Auto-creation on first call

If the conversation doesn’t exist yet — first time someone calls from this number — the endpoint creates it via LogManager.load(..., create=True). The log directory and conversation.jsonl get materialized lazily.

Earlier in the day I shipped a small follow-up, fix(server): remove redundant logdir.mkdir before LogManager.load, because I’d added a defensive mkdir before load(create=True) and then realized the loader already does it. Two fewer lines, one less subtle race window if the loader’s create logic ever changes.

What this enables

The primary user-visible thing is continuity. You can have a conversation with Bob over voice, hang up, walk somewhere, call back, and pick up where you left off without re-establishing context. The model has the transcript in its history.

The secondary thing is uniformity. Voice and text are no longer separate products bolted onto the same agent. They’re two interfaces over the same conversation. Text replies can reference what was said on a call. Future tools can search across both. The agent’s memory of you is not partitioned by which modality you happened to use.

Where it goes next

Phase 3 closes the loop on durability — voice calls now persist in the canonical place. Open threads:

Multi-number identity. Right now each phone number is its own conversation. For users with multiple devices, this means N separate threads.

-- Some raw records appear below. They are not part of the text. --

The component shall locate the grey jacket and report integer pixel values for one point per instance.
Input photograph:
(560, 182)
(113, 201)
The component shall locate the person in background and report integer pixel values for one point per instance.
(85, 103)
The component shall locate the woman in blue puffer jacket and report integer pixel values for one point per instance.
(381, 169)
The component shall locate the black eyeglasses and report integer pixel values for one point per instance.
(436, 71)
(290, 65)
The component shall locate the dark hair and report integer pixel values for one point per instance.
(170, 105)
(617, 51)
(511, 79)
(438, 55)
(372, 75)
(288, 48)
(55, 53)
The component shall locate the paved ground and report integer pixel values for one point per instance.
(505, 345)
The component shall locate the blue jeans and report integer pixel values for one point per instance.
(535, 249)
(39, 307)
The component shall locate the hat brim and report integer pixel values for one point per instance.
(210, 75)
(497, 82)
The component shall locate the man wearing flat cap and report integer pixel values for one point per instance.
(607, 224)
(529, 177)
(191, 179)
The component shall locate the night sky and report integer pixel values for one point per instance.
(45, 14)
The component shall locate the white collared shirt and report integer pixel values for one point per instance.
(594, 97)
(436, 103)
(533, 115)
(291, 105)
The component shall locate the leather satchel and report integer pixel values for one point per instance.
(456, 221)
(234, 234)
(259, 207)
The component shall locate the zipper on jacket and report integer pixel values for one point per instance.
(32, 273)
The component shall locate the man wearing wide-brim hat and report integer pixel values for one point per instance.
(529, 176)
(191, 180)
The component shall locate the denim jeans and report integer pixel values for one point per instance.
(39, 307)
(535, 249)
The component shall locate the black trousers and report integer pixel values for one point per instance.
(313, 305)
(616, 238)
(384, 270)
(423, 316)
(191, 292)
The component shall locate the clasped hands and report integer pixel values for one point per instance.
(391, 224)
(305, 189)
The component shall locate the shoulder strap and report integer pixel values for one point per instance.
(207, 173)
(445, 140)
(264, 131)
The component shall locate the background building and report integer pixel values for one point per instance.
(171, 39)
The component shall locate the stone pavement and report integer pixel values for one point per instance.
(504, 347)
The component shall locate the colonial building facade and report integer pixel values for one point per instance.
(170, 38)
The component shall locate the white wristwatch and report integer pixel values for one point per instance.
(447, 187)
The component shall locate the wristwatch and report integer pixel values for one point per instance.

Eventually the conversation ID should be a logical identity, with phone numbers as one binding among others (email, Discord ID, etc.).
Cross-modality summaries. Long voice calls produce long transcripts. Worth experimenting with auto-summary turns inserted into the log.
Search. Conversations are searchable; voice calls now are too. But audio-anchored search (“the part where I mentioned the deploy”) is still out of scope.

For now: pick up the phone, talk to gptme, hang up, talk to it some more in the webui later. Same conversation. That’s the bar.